Members of the College said:
Věra Jourová, Vice-President for Values and Transparency, said: “This proposal aims to achieve two goals. First, to address consumers’ concerns who do not want to buy products that are made with the involvement of forced labour or that destroy the environment, for instance. Second, to support business by providing legal certainty about their obligations in the Single Market. This law will project European values on the value chains, and will do so in a fair and proportionate way.”
Didier Reynders, Commissioner for Justice said: “This proposal is a real game-changer in the way companies operate their business activities throughout their global supply chain. With these rules, we want to stand up for human rights and lead the green transition. We can no longer turn a blind eye on what happens down our value chains. We need a shift in our economic model. The momentum in the market has been building in support of this initiative, with consumers pushing for more sustainable products. I am confident that many business leaders will support this cause.”
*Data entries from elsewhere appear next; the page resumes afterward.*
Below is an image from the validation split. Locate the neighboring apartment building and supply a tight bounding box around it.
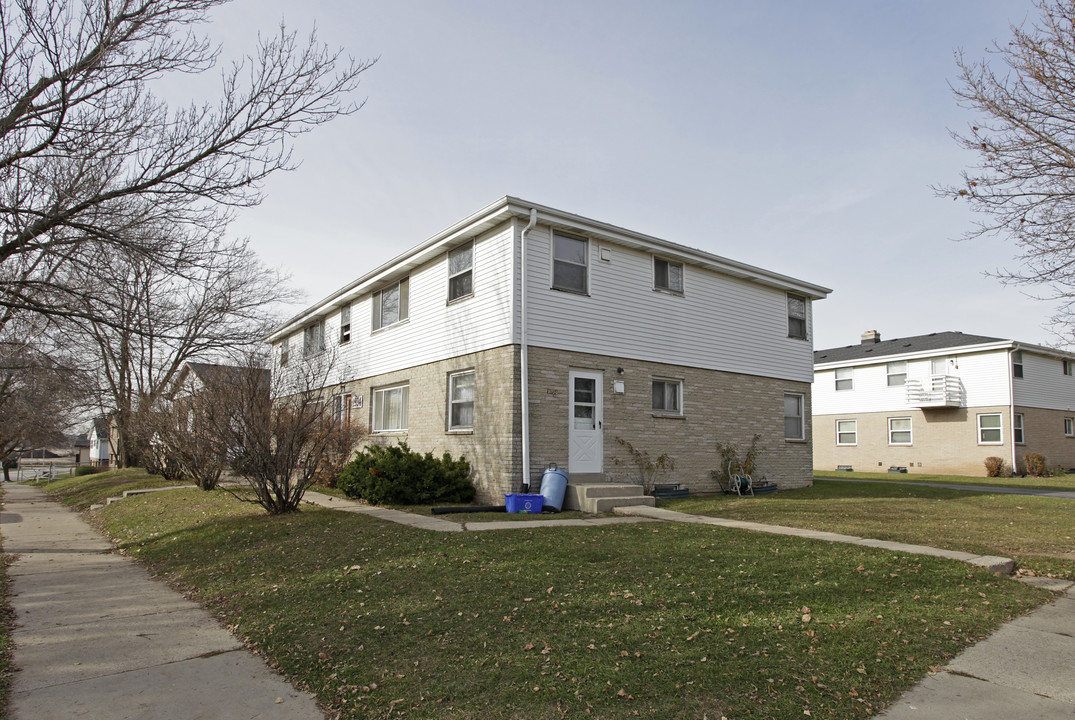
[814,330,1075,475]
[267,197,829,499]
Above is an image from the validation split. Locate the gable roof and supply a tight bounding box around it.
[814,331,1016,365]
[264,196,832,343]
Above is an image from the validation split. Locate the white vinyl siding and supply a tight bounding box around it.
[836,420,859,445]
[515,224,814,383]
[888,418,914,445]
[373,385,410,432]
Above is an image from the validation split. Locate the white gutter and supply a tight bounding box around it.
[519,207,538,491]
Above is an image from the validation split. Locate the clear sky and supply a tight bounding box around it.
[197,0,1052,348]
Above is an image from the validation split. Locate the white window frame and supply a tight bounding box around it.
[654,256,684,296]
[370,384,411,433]
[885,360,907,388]
[302,318,325,358]
[978,413,1004,445]
[649,377,683,415]
[550,232,590,296]
[836,420,859,447]
[784,392,806,441]
[448,240,474,302]
[448,370,477,432]
[340,303,350,345]
[888,417,915,445]
[787,292,809,340]
[371,277,411,332]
Thierry Breton, Commissioner for the Internal Market, said:”While some European companies are already leaders in sustainable corporate practices, many still face challenges in understanding and improving their environmental footprint and human rights track record. Complex global value chains make it particularly difficult for companies to get reliable information on their suppliers’ operations. The fragmentation of national rules further slows down progress in the take up of good practices. Our proposal will make sure that big market players take a leading role in mitigating the risks across their value chains while supporting small companies in adapting to changes.”
The proposal will be presented to the European Parliament and the Council for approval. Once adopted, Member States will have two years to transpose the Directive into national law and communicate the relevant texts to the Commission.
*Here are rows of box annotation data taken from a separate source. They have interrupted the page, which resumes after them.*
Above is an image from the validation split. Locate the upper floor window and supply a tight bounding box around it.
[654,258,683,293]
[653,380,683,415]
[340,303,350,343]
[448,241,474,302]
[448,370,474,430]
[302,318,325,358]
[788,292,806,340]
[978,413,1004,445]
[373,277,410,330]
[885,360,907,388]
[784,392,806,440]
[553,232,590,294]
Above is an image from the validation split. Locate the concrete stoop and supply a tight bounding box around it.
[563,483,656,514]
European companies are global leaders in sustainability performance. Sustainability is anchored in EU values and companies show a commitment to respecting human rights and to reducing their impact on the planet. Despite this, companies’ progress in integrating sustainability, and in particular human rights and environmental due diligence, into corporate governance processes remains slow.
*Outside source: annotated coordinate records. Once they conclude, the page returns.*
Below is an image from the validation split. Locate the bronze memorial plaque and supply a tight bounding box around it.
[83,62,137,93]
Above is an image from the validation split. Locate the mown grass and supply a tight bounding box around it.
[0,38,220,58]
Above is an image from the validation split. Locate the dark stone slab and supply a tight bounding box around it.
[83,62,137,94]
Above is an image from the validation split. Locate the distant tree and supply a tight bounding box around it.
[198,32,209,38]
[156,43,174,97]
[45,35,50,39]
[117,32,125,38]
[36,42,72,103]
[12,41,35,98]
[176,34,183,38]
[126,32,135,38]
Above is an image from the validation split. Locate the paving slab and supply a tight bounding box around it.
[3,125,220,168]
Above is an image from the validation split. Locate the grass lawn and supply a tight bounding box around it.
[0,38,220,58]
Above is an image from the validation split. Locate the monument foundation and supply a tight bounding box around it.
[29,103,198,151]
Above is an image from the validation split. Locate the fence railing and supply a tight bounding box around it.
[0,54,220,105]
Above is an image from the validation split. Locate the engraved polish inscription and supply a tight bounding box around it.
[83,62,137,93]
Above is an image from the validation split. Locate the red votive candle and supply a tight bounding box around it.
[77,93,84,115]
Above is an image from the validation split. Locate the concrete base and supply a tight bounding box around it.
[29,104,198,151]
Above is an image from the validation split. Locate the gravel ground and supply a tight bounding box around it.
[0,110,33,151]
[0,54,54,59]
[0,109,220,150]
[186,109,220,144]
To address these challenges, in March 2021, the European Parliament called on the Commission to submit a legislative proposal on mandatory value chain due diligence. Similarly, on 3 December 2020, the Council in its conclusions called on the Commission to present a proposal for an EU legal framework on sustainable corporate governance, including cross-sector corporate due diligence along global value chains.
The Commission’s proposal responds to these calls, taking closely into account the responses gathered during an open public consultation on the sustainable corporate governance initiative launched by the Commission on 26 October 2020. In preparing the proposal, the Commission also considered the broad base of evidence collected through two commissioned studies on directors’ duties and sustainable corporate governance (July 2020) and on due diligence requirements in the supply chain (February 2020).